Wie du dein passendes Modell findest

  1. Reflektiere deine Ziele:
    Willst du Freiheit oder Sicherheit? Wachstum oder Unabhängigkeit?
  2. Analysiere deinen Markt:
    Was erwarten deine Kund*innen – kurzfristige Hilfe oder langfristige Partnerschaft?
  3. Kalkuliere deine Zeit realistisch:
    Dein Geschäftsmodell sollte zu deinem Lebensstil passen, nicht gegen ihn arbeiten.
  4. Teste, bevor du entscheidest:
    Baue MVPs – auch für Geschäftsmodelle. Starte klein, miss Erfolge, passe an.
  5. Bleib flexibel:
    Was heute funktioniert, kann morgen überholt sein. Geschäftsmodelle sind keine Dogmen – sie sind dynamische Systeme.

Fazit: Dein Geschäftsmodell ist dein Kompass, nicht dein Käfig

Es gibt kein „richtiges“ Modell für alle. Das beste Geschäftsmodell ist das, das zu dir, deiner Vision und deiner Lebensrealität passt.
Ob du als Solopreneur beginnst oder eine wachsende Agentur aufbaust – entscheide bewusst, wie du Wert schaffen und davon leben willst.

Denn am Ende gilt:

Technik kann man delegieren.
Strategie muss man verstehen.
Und Geschäftsmodelle muss man leben.


FAQ: Geschäftsmodelle für Digitalagenturen

1. Wie finde ich das richtige Geschäftsmodell für meine Agentur?
Starte mit einer ehrlichen Analyse deiner Ziele, deines Markts und deiner Ressourcen. Teste verschiedene Modelle, bevor du dich festlegst.

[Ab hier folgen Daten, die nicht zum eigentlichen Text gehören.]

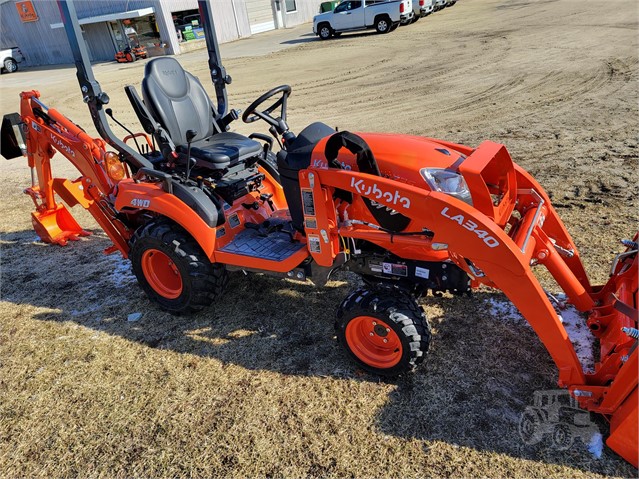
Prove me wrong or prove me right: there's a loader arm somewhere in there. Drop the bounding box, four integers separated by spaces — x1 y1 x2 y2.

2. Kann ich mehrere Geschäftsmodelle kombinieren?
Ja – viele erfolgreiche Agenturen arbeiten hybrid. Wichtig ist, dass du klare Strukturen und Prioritäten setzt.

3. Wann sollte ich auf wiederkehrende Einnahmen setzen?
So früh wie möglich. Planbare Umsätze sind die Basis für nachhaltiges Wachstum.

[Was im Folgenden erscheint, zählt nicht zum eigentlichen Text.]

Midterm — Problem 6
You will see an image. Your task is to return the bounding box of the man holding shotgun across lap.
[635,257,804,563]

4. Ist ein Produktgeschäft besser als Dienstleistung?
Nicht zwingend. Es erfordert andere Fähigkeiten. Entscheidend ist, ob du langfristig in Entwicklung und Vertrieb investieren willst.

5. Was, wenn mein Geschäftsmodell nicht funktioniert?
Kein Problem – das passiert oft. Nutze das Feedback, passe dein Modell an und entwickle dich weiter. Innovation heißt, Fehler früh zu machen und daraus zu lernen.